Skills Lab 03: Logic of piping |>

Author

MS

Functions and arguments

Task 1

  1. Run the chunk below to create and object called my_numbers
  2. Look up the help documentation for the round() function
  3. Round my_numbers to 2 decimal places.
my_numbers <- c(2.6822919, 1.8485851, 1.0039014, 1.9612068, 0.5475432)

Look up documentation:

# run this in the console: 
help(round)

Round to 2 decimal places

round(x = my_numbers, digits = 2)
[1] 2.68 1.85 1.00 1.96 0.55

Using the pipe

Think of piped code like a production line in a factory, where each function is a step in the process and the pipe is the conveyor belt that moves the product along from step to step.

Task 2

  1. Round my numbers to 2 decimal places by piping my_numbers into the round() function.
  2. Round my numbers to 2 decimal places by piping number 2 into the round() function.
my_numbers |> round(????)
2 |> round(????)
my_numbers |> round(x = _, digits = 2)
2 |> round(x = my_numbers, digits = _)
[1] 2.68 1.85 1.00 1.96 0.55

Task 3

What will the following code produce? Why? Have a guess BEFORE you run it.

my_numbers |> round()
my_numbers |> round()
[1] 3 2 1 2 1

It may seem strange that this command works no problem. After all, running round() empty doesn’t:

round()
Error in eval(expr, envir, enclos): 0 arguments passed to 'round' which requires 1 or 2 arguments

Look again at the help documentation for round()’s two arguments:

  • x
  • digits = 0

Notice that the second, digits, is already set to be equal to something, namely 0. This means that 0 is the default value for this argument. In other words, if we don’t explicitly change this argument in our code, R will use the default value.

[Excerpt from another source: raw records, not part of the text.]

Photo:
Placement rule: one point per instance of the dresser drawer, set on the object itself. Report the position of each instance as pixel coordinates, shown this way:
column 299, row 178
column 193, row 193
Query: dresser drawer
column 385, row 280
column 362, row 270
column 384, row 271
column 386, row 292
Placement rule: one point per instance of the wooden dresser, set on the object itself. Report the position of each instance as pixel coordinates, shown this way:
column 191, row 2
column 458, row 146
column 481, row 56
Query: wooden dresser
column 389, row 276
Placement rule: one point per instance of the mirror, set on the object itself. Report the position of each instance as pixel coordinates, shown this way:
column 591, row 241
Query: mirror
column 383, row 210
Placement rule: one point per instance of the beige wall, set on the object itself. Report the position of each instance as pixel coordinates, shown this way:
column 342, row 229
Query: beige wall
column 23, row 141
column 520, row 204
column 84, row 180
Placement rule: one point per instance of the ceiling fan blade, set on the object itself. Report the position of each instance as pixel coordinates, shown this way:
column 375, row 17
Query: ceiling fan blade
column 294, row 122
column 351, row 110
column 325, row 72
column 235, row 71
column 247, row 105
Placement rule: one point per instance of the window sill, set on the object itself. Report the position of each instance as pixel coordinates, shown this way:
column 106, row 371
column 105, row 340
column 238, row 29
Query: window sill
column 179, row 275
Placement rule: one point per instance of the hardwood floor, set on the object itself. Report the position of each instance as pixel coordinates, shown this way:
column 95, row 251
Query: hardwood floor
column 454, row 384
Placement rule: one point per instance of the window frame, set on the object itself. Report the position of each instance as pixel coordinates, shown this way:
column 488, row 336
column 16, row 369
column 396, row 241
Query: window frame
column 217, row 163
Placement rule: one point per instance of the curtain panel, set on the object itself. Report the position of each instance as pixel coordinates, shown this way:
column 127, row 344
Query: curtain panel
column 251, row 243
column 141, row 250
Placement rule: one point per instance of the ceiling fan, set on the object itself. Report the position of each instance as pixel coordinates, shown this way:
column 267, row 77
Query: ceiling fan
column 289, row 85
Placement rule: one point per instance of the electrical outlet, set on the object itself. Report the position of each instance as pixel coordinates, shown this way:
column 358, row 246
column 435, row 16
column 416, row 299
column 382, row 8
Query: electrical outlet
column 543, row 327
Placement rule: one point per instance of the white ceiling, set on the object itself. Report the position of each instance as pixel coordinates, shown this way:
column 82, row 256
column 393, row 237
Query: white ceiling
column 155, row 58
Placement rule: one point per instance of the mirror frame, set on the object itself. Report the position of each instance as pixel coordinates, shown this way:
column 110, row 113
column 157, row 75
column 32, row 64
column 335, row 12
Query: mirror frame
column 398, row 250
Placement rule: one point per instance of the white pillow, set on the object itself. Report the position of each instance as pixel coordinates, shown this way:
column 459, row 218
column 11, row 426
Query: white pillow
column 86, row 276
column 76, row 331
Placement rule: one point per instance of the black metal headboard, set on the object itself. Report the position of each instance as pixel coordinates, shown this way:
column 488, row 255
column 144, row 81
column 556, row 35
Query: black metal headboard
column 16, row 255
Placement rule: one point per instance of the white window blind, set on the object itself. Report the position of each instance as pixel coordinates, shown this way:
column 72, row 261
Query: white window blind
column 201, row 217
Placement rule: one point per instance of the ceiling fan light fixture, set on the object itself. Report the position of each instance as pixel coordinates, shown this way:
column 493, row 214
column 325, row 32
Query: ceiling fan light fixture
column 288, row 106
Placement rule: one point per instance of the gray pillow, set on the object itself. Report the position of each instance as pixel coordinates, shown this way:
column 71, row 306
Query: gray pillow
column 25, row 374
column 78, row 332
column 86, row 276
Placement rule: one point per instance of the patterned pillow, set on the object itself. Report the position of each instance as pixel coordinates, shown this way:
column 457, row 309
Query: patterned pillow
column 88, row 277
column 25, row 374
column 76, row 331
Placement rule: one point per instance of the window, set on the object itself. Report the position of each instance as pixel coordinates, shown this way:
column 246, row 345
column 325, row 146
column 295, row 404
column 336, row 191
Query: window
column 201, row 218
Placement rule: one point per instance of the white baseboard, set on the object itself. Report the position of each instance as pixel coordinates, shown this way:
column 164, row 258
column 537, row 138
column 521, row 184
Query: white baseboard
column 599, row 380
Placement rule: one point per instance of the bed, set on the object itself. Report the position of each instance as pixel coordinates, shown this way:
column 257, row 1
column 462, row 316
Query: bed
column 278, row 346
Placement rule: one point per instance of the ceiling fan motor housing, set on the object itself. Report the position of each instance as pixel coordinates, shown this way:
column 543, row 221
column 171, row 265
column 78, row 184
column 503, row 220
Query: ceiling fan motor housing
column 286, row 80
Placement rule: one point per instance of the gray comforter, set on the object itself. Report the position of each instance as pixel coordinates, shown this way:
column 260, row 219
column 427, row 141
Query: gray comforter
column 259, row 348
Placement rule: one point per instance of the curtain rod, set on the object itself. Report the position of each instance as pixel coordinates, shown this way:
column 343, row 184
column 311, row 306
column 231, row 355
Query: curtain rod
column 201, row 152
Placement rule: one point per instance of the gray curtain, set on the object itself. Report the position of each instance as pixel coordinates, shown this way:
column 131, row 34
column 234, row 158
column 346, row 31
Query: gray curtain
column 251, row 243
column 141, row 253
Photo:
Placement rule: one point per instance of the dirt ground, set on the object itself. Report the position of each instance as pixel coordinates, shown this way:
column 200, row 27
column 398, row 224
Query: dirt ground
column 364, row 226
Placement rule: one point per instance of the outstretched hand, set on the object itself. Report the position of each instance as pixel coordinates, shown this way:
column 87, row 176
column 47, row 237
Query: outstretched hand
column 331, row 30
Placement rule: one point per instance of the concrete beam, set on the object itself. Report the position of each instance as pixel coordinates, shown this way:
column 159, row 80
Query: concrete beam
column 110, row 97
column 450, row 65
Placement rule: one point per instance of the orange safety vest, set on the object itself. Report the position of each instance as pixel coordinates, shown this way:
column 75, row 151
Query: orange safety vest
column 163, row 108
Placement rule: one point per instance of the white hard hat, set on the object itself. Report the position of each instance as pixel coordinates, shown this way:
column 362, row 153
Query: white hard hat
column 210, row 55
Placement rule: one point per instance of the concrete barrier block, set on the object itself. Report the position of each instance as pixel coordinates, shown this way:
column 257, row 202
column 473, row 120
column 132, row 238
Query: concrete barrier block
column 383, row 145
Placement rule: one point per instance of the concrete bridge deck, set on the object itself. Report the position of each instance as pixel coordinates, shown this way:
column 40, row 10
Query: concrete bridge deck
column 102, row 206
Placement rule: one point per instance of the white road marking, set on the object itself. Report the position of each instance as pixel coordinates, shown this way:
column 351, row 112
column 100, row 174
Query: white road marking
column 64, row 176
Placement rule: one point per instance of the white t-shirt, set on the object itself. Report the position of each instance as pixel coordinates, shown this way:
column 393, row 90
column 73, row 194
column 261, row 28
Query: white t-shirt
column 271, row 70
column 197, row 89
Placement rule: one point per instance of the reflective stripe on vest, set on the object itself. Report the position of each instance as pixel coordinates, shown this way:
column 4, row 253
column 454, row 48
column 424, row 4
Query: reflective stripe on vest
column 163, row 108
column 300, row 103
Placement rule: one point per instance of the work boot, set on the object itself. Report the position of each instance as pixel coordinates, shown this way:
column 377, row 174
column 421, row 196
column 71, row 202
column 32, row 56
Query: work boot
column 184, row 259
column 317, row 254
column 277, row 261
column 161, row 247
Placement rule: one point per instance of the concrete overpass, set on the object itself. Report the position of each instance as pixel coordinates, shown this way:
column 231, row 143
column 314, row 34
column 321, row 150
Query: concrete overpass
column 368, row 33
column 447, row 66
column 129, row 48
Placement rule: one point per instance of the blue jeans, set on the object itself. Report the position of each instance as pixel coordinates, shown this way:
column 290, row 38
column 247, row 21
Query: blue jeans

If we’re happy for round() to use that default, we only need to supply x - which has no default.

So, in the code my_numbers |> round(), what is happening is:

  • x is unnamed, so the object my_numbers is automatically piped into the x argument.
  • digits is not changed, so R uses the default value, which is 0.

So, what we get is the object my_numbers rounded to 0 decimal places, exactly as if we had written round(my_numbers).

ExtRa Task!

Write a single command that does all of the following operations, without using the pipe:

  • Find the square root of my_numbers (Hint: try the sqrt() function)
  • Then take the mean of those square roots
  • Then round that mean to three decimal places

What are the benefits and drawbacks to this style? Which do you prefer?

round(mean(sqrt(my_numbers)), digits = 3)
[1] 1.228

This “nested” style of functions inside functions (i.e. round(mean(sqrt()))) is very common in coding. It’s also “base R” style. “Base R” just means the default way R works, without any extra bits or fancy packages, like {tidyverse}.

However, as commands become more complex, this nested style becomes - at least for me! - harder and harder to read. In particular, keeping track of the right number and location of brackets and arguments gets complicated quickly. Notice that mean(sqrt(my_numbers)) are all inside the x argument of round(), which is why there’s comma directly after. It’s very easy to lose track of which bits go where, or belong to which functions.

If you want an additional challenge, try converting this nested command into a single pipe command instead. You’ll know it’s right when you get the same result as above. Let us know if you want any help!

Connecting functions with a pipe

Task 4

  1. Run the code below to read in spotify_data.
  2. Without using the pipe, change the dataset so that:
    • It only contains rows with tracks in the F Major key
    • It only contains columns with track name, artists name, and year of release
    • Save the amended dataset into an object called spotify_edited using the assignment operator
spotify_data <- readr::read_csv("data/tutorial_03_data.csv")
spotify_edited <- dplyr::filter(spotify_data, key == "F" & mode == "Major")
spotify_edited <- dplyr::select(spotify_edited, track_name, `artist(s)_name`, released_year)

Task 5

Change the code from the previous task into a pipeline.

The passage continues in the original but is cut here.